The study alleges that 2015 is the year that mobile payments will take off in the U.S. as wearables also increase the probability that connected devices, like the Apple Watch, will stoke mobile wallet use.
According to the study, familiarity and usage have doubled since 2013- 15 percent of the respondents have used a mobile wallet in the past six months and an additional 22 percent are likely to use it in the coming 6 months. The study also found that while security concerns remain the No. 1 barrier to mobile wallet use, these concerns are slowly declining – 62 percent of respondents list security as the No. 1 barrier, down from 73 percent in 2013.
Yet, the race for consumer preference and the so-called “winner” remains far from being decided.
“Our findings reveal that mobile wallet and wearable categories are set to expand rapidly and there is no clear winner in sight just yet,” said Jim Garrity, SVP of Chadwick Martin Bailey’s Financial Services practice.
In a recent op-ed Karen Webster asserts that it’s impossible to define one “winner” who technically has to work across operating systems, shopping channels, browsers and technology platforms.

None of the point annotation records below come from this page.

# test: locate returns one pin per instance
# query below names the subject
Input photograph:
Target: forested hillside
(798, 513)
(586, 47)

Searches, for instance, that may start on the desktop during the lunch break might end up in a sale via a tablet later that day after the kids are in bed – and all use different operating systems, devices and therefore payments methods.

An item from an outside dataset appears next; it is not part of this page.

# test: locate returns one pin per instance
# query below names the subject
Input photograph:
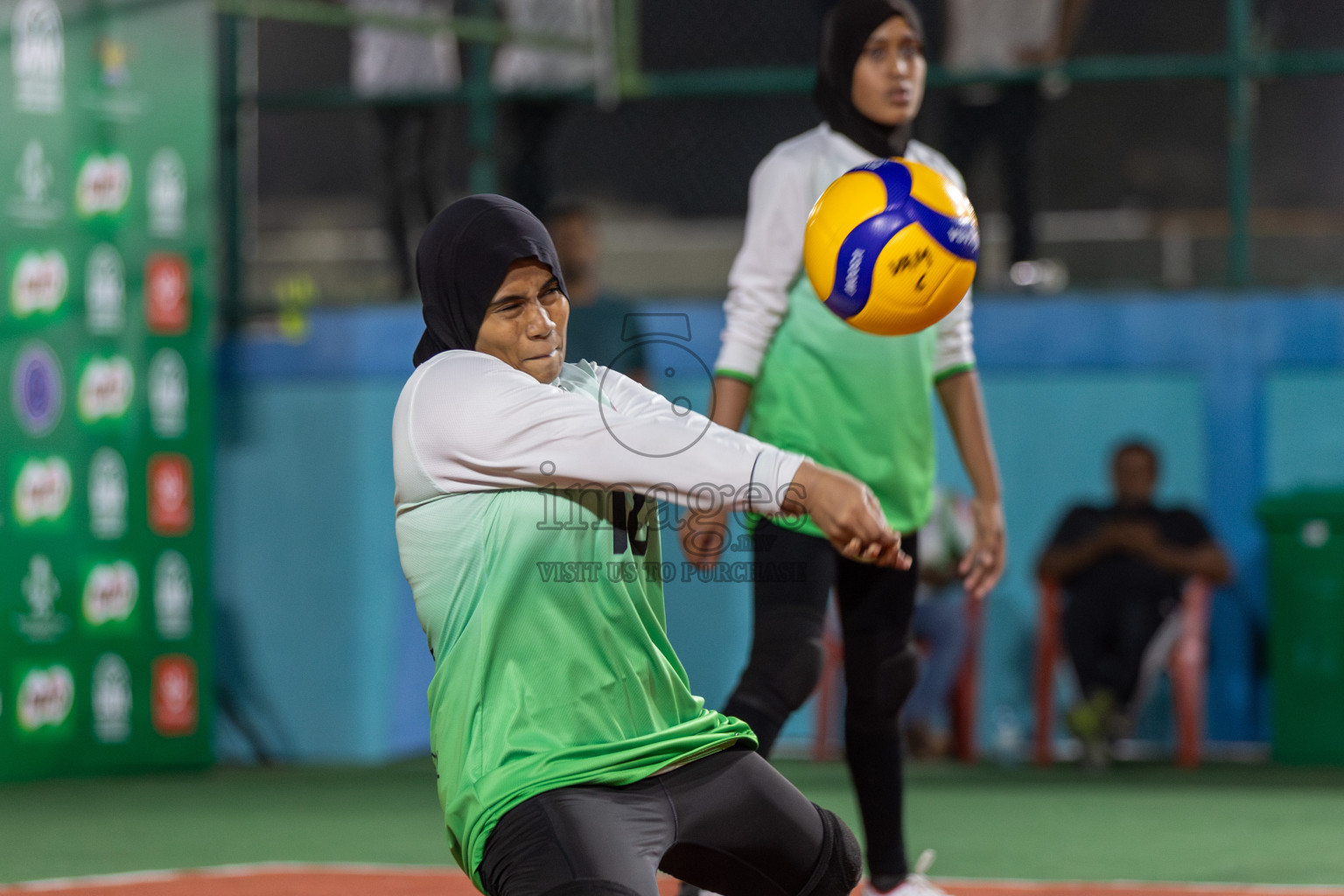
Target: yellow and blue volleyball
(892, 246)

Usage, the study says, is all about convincing consumers to take the plunge.
“The key to success will be to hammer home messaging around table stakes like benefits and security while simultaneously working to make the technology a natural extension of the user through incentives, alternate uses of wallet, and spend management, faster than competitors,” said Garrity.
The authors believe that while many consumers don’t yet see the benefit to using their phones at the point of sale, the ability to scan a wearable device, like a smartwatch, at the register may help consumers overcome this barrier.
Nearly 40 percent of those highly likely to buy wearables in the coming year want it to come with mobile wallet functionality. The majority of likely wearable buyers also claim that the presence or absence of a mobile wallet has a major impact on their purchase decision.